CaliGuy Posted August 18, 2009 Posted August 18, 2009 Cali guy, good answer. What I find interesting though is that some women are able to see the difference between the confident jerks and confident well balanced guys easily. The reason for this is that CONFIDENT women can see through the charades of "jerk" men. They are confident in who they are and can spot INSECURITY in men quite quickly. Because they are confident in themselves, they tend to HEED THE RED FLAGS and not fall for the "game" that jerks use to get women hooked. Many women that fall for the jerks fall for them repeatedly and aren't able to learn from their mistakes.

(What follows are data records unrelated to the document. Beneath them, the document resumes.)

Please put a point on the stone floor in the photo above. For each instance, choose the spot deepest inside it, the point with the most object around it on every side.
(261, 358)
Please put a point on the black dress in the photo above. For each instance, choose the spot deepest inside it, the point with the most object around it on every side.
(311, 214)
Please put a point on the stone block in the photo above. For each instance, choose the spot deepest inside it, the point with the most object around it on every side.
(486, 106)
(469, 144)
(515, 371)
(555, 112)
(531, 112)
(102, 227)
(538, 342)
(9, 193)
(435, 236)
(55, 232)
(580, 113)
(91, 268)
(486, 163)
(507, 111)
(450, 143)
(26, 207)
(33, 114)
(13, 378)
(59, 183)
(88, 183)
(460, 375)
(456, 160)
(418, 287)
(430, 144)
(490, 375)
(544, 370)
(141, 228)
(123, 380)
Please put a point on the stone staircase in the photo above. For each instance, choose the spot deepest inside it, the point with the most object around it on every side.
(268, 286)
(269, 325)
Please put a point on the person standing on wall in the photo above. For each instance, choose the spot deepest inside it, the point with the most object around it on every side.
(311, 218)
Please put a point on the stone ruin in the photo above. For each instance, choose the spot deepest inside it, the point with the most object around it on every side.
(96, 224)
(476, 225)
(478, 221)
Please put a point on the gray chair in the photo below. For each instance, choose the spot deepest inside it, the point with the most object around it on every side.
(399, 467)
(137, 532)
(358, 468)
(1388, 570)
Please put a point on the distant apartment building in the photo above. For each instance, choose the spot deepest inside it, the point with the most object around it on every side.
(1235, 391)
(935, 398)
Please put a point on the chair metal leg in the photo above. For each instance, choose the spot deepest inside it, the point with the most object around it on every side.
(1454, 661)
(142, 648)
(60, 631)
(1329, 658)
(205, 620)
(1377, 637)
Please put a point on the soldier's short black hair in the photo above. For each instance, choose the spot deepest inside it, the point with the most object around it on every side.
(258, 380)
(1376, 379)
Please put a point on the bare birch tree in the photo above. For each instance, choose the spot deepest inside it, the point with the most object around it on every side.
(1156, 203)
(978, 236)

Yes, it's INSECURE women who are prone to falling for jerks repeatedly, which leads to my next answer.... Got any views on how to spot the difference early on? Yes. Learn to love and respect yourself. If you do not love and respect yourself, you can not expect others to love and respect you. You must be a confident, well balanced woman in order to spot a confident, well-balanced man. When women are young (18-25 is the most prominent age range) they are still learning the art of dating and men so they are more prone to falling for jerks. The best thing you can do is read books on building your OWN confident and self-esteem. Learn self-respect (you don't NEED a man in your life. Want? Yes. Need? NO!). Men should do the same thing and that is why I recommend "No More Mr Nice Guy" so often. It's the ONE book I know of that explains why door mat nice guys and jerks always lose in the long run. It explains how to build confidence and self-esteem and shows men that walking away from a bad relationship is 10x better than trying to make it work with a "broken" person. In the same context for women, JERKS are "broken men" and no matter how many times you try it, you still can't fit a square peg in a round hole. Sticking it out with JERKS causes far more problems than the benefits the relationship provides. You're much better off picking yourself up, dusting yourself off, getting your confidence and self-esteem rebuilt and finding a BALANCED guy. Cheers.